This month’s featured artifact comes to us from Manila, the capital city of the Philippines. For thousands of years, the shells of the windowpane oyster have been processed there into an affordable and durable substitute for glass. The windowpane oyster, known by its scientific name of Placuna placenta, is a mollusk and is edible, although it is sought mostly for its shell for use in windows, jewelry, and artwork. Unlike the transparency of glass, capiz is translucent, allowing light in while also affording privacy.
Preparing the shells involved cleaning and treatment with acid to make the material more workable. After drying, the shells were often cut into smaller pieces, according to their intended use. Once they are processed, they are referred to as capiz shells, sharing a name with the Capiz province in which they were once abundant.

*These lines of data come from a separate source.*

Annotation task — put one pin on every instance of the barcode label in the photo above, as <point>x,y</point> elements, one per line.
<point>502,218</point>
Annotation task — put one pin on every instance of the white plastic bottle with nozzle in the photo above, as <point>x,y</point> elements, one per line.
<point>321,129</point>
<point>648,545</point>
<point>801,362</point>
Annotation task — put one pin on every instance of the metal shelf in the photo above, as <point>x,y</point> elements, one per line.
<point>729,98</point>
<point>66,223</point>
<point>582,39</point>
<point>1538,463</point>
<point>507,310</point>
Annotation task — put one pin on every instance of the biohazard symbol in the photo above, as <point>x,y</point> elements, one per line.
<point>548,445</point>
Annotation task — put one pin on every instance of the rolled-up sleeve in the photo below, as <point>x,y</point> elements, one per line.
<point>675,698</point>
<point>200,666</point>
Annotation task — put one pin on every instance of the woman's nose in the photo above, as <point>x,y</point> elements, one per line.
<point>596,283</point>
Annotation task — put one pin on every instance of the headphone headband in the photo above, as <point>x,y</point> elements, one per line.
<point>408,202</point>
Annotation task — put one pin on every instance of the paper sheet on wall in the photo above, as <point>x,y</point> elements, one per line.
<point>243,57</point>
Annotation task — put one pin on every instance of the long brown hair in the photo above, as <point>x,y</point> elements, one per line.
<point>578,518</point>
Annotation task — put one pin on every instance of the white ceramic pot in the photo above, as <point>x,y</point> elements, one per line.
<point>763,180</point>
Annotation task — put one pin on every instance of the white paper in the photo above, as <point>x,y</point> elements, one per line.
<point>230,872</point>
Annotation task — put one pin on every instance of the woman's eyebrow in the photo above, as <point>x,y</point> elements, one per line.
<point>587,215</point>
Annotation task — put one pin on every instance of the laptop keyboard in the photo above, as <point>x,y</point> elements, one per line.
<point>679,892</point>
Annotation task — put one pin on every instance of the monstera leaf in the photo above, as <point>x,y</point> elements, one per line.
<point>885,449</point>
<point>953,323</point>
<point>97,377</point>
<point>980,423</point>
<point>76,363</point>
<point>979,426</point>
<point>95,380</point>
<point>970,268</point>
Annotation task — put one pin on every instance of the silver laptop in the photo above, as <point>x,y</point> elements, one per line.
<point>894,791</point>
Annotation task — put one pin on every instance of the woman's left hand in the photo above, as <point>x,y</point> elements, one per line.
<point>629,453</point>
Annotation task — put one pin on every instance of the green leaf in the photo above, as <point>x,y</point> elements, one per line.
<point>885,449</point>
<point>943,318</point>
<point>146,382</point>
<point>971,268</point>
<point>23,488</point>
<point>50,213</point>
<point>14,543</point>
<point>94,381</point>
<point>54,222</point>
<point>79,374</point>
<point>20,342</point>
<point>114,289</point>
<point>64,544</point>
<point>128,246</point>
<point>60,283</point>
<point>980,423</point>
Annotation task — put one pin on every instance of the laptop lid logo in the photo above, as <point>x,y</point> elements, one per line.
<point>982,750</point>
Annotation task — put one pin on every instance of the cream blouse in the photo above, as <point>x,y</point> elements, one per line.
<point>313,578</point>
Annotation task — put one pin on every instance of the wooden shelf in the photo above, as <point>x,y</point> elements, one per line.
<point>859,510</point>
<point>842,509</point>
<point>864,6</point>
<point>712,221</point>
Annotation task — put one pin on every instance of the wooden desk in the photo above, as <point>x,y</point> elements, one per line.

Windowpane oyster numbers have declined due to destructive fishing methods and overfishing. While the industry is now regulated, it remains to be seen if this will be enough to conserve the species into the future. A further threat to the capiz industry is the loss of traditional knowledge of how to process and work the shells.
Richard Herrman originally collected the shells that are now in the Dubuque County Historical Society’s collection. Herrmann was a 19th-century Dubuquer and cabinetmaker by trade, but his real passion was collecting. Herrmann collected many types of objects and created the Richard Herrmann Museum of Natural History in his home. His original labels are still visible on the capiz shells, with a note that reads, “kindness of Leo Fischer,” presumably a friend who brought the shells back knowing they might interest Herrmann.
By showing the shells at various stages of processing, these artifacts help us visualize the preparation needed for capiz shells, appreciate the history of this industry, and better understand one of the many ways in which humans interact with the ocean.